How could someone live virtuously with this career?

When I went to a director to explain that I could not do or say something because of my faith, I would often be told that with this mindset I would not make it far in the industry. It was normal and acceptable to others, so why couldn’t I be the same? I began to think this meant that I was not called to do this with my life. I began to question if it was possible for me to follow my faith and pursue the arts.

Then, in high school, I attended a Steubenville Youth Conference. There, I heard stories of how the saints didn’t have their personalities repressed by living for Christ, but rather experienced the fullness of what their personalities were meant to be. I wondered if I could experience this too. Still, was I called to pursue a career in which my faith was poorly represented?

As I went into college, I started to look at career options that I considered “safer.” I examined different career paths that challenged my faith less. I felt hollow like I was going against God’s plan for me. I was filled with this deep sadness I felt I had no control over. I went to an Adoration chapel every day and took it to prayer.

In my first year of adulthood, my interest in being a writer increased. I premiered the first-ever production of a play I wrote. It was received extremely positively without me having to compromise what I believed. People came up to me and said my play made them realize certain aspects of their lives. That’s when I came to a strong realization. 

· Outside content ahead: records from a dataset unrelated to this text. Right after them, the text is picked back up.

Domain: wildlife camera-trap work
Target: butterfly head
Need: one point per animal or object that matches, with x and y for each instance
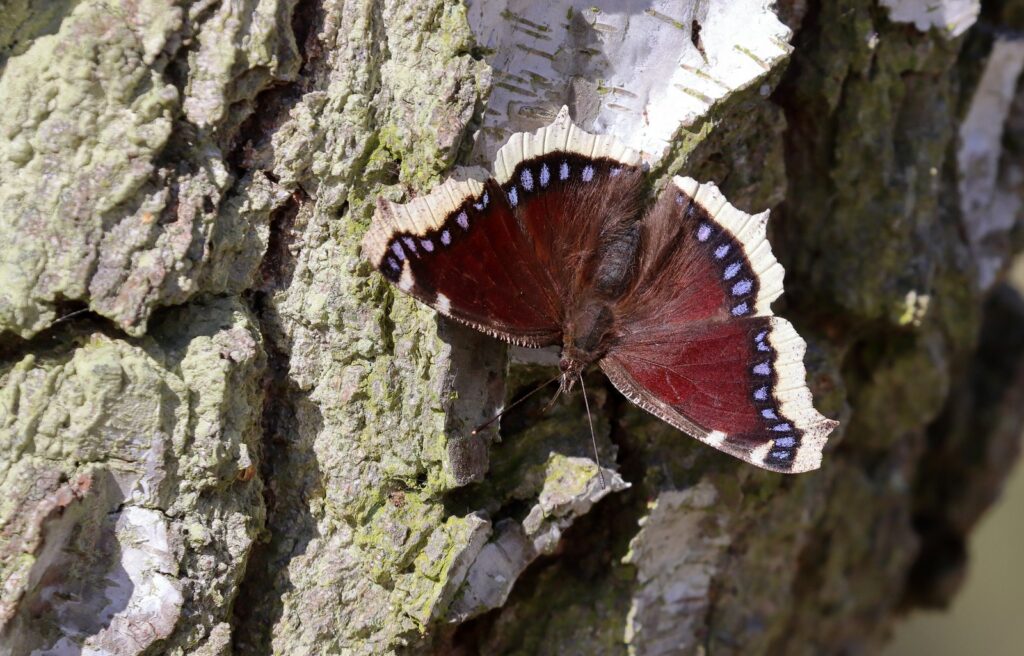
(570, 368)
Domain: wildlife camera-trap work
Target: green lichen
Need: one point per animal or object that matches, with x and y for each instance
(94, 212)
(155, 427)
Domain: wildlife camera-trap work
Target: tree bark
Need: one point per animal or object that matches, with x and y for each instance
(221, 433)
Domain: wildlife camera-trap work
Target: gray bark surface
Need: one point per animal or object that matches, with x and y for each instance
(221, 433)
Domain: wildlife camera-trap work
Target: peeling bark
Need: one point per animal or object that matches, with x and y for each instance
(221, 433)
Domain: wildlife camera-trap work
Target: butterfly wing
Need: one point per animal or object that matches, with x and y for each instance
(461, 251)
(574, 193)
(504, 255)
(696, 344)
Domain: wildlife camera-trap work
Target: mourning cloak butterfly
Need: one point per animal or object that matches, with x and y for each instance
(672, 302)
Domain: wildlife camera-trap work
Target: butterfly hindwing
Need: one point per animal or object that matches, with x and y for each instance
(735, 385)
(673, 304)
(696, 345)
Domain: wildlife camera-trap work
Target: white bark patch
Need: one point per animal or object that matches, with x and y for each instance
(989, 200)
(570, 489)
(639, 71)
(144, 596)
(951, 17)
(676, 554)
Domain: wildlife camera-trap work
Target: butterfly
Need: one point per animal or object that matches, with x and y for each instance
(672, 301)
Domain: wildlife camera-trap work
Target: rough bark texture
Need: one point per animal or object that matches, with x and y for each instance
(221, 433)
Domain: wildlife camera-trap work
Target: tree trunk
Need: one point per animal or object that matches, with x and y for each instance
(222, 433)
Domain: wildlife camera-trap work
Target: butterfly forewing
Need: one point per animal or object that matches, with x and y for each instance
(695, 343)
(556, 249)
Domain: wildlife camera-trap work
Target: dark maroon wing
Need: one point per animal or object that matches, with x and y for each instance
(574, 193)
(504, 255)
(696, 344)
(462, 251)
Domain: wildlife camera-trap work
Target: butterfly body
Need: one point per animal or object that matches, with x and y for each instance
(672, 299)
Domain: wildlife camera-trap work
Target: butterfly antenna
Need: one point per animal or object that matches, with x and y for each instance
(517, 402)
(593, 437)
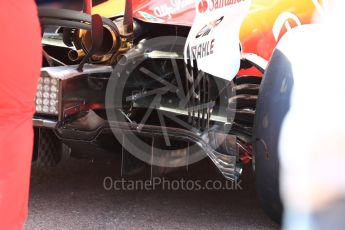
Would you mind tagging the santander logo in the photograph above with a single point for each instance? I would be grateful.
(216, 4)
(203, 6)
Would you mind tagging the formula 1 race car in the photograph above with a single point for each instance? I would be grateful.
(171, 81)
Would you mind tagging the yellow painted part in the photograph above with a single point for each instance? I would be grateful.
(263, 13)
(110, 8)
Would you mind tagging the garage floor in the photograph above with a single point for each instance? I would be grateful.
(71, 196)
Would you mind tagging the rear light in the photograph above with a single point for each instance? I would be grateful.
(47, 96)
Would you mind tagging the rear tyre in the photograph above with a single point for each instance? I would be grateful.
(272, 107)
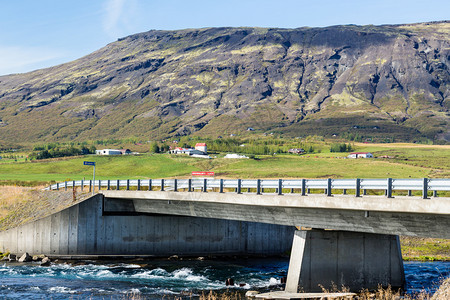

Just because our faith is challenged in a particular setting does not necessarily mean we should avoid it. In fact, we may often be called to bring the light of Christ to these places where it’s hardly shone before. I realized I could do the Lord’s will in this profession, even if it came with more struggle.

Look at heroic figures in the Bible, especially the New Testament, and you’ll see that many of them were convicted by the Holy Spirit to share the Good News in places where it had a history of being rejected. The apostles constantly faced persecution but, in the end, it didn’t scare them away from stepping out of their comfort zones and doing what they were meant to. We may be far from the apostles’ original mission territories, but we are still called to spread God’s love to new places. (Matthew 28:19)

“If the world hates you, know that it has hated me before it hated you.” (John 15:18)

As modern-day Christians, we may be tempted to play things safe or default to a lukewarm state of living. We may avoid speaking out or we may stay in our own bubble; but this prevents us from bringing Christ to others. The decision to be bold and share our faith in unlikely places may come with pain, hardship, difficulty and even suffering; but it can be incredibly beautiful, rewarding, worthwhile, and blessed.

I’m excited to keep learning where God wants me to go, and I pray He helps you see His path for you, too.